Dynamic stretching involves swinging movements but should not to be confused with ballistic stretching which uses bouncing movements.
Once you have completed your workout it is important to take time to cool down. Your body needs to prepare itself to go back into a state of rest. Again this will involve cardio eg a 5 minute walk after your work out will help with the following:
Blood pooling in the muscles which can cause a fall in blood pressure and cause some dizziness. Help with the removal of waste products that have been produced such as lactic acid
Part of the cool down is stretching and this is where you will get great benefits from completing post work out stretches.
Post Workout Stretching
After your cool down you will want to stretch all the muscles you have used this will help:
- Lengthen out your muscles
- Increase flexibility
- Reduce muscles soreness (or commonly known as DOMS – delayed onset muscular soreness).

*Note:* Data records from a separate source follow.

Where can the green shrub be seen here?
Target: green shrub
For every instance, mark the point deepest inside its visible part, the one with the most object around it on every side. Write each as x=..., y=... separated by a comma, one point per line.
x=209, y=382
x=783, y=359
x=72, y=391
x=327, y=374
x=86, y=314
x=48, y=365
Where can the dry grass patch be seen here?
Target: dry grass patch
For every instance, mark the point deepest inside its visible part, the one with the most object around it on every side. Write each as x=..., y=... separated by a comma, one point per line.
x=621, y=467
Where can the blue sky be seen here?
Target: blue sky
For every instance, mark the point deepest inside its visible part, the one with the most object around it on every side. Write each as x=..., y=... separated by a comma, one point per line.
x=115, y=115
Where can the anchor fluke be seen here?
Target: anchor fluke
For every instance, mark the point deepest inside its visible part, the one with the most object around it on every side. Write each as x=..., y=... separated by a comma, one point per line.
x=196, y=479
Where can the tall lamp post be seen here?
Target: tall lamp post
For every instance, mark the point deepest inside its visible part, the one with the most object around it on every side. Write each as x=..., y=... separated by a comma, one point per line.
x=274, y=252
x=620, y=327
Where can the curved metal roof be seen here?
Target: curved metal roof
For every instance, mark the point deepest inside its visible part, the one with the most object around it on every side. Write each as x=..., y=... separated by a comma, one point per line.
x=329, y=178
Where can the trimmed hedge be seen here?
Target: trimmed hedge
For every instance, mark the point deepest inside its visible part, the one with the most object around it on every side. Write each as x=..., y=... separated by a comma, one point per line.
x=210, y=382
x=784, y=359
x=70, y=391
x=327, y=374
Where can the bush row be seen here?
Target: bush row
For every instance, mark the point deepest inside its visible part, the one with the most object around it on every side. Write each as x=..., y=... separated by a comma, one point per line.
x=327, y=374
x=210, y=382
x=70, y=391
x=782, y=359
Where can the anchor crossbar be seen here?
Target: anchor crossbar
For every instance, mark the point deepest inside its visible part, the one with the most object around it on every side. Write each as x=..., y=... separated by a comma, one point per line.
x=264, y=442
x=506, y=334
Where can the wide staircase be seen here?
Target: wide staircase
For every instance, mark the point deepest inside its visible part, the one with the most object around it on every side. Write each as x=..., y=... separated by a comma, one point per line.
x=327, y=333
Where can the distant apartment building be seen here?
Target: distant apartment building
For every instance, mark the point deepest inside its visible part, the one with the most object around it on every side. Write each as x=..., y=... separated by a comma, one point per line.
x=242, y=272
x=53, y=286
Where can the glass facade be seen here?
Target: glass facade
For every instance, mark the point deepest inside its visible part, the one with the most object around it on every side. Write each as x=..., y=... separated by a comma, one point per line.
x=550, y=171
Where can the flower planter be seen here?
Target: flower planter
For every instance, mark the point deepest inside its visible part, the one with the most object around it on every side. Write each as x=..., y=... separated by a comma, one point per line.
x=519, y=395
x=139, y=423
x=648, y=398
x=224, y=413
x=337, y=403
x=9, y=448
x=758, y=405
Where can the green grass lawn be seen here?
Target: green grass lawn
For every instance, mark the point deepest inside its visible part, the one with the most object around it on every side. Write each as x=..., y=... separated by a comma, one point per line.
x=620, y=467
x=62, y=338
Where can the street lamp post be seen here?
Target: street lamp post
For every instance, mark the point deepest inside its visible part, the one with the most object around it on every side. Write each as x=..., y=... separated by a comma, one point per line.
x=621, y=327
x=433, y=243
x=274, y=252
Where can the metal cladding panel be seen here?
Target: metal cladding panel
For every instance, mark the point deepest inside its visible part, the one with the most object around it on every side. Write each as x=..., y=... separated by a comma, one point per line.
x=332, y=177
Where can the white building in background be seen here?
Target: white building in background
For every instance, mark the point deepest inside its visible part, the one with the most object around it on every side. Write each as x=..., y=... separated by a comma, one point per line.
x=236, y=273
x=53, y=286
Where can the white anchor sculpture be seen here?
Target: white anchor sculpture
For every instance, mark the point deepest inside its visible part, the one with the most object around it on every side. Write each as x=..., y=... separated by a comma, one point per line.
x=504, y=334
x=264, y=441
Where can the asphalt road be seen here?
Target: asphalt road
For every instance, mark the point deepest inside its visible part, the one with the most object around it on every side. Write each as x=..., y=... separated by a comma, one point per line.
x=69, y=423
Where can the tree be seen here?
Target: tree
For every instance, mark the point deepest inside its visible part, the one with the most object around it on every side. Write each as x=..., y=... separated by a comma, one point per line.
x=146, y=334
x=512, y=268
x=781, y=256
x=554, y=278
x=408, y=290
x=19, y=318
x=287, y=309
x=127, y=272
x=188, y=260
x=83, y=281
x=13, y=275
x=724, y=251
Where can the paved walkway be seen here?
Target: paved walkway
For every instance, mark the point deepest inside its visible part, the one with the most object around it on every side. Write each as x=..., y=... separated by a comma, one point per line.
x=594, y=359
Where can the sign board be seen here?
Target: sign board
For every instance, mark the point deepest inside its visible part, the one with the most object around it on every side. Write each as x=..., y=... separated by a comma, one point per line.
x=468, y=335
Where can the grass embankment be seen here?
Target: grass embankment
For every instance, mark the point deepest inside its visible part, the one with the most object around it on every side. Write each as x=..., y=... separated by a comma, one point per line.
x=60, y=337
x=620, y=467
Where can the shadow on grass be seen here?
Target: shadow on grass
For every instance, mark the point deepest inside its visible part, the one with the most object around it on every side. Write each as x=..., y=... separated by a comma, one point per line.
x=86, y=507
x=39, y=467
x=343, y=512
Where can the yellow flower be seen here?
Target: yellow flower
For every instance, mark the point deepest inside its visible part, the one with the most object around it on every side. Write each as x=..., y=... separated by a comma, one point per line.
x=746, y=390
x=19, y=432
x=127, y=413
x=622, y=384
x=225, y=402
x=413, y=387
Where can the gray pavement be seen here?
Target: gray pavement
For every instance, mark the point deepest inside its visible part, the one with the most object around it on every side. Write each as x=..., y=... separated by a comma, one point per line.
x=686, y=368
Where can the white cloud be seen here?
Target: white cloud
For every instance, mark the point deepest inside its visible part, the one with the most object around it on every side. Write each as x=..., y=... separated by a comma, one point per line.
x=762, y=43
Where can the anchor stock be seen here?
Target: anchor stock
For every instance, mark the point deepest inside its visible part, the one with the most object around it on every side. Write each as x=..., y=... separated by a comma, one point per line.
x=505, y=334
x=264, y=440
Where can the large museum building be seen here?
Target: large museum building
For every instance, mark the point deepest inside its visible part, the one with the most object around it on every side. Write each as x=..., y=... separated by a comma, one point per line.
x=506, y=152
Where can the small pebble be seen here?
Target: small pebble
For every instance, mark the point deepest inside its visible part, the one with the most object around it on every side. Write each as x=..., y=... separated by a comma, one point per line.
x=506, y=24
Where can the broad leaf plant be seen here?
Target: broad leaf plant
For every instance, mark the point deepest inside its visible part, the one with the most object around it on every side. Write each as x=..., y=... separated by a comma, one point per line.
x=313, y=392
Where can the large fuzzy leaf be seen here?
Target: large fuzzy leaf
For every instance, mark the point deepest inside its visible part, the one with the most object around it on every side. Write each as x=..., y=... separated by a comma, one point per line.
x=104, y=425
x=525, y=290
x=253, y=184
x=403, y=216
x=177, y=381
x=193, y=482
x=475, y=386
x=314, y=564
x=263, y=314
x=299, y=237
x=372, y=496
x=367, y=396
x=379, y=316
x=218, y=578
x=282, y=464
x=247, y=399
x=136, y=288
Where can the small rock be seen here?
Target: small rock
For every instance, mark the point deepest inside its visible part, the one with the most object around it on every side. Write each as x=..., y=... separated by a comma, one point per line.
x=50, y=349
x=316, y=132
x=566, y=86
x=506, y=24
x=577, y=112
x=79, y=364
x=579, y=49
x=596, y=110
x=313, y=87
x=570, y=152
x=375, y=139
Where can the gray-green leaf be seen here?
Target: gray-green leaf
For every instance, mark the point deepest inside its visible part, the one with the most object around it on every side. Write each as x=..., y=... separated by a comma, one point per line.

Stretching after a cool down should be done with static stretches, as opposed to dynamic or ballistic. If you are going to do standing, sitting and laying stretches it is a good idea to start with the standing stretches then move on to the sitting ones and then on to the laying ones so that your body gradually relaxes and isn’t jumping up and down going from sitting position to standing etc which will only increase your heart rate instead of lowering it back to its resting rate.
Post work out stretching is great for improving flexibility, to increase flexibility hold your stretch for the initial 30 seconds and then increase the stretch a little bit further and hold for another 10 seconds.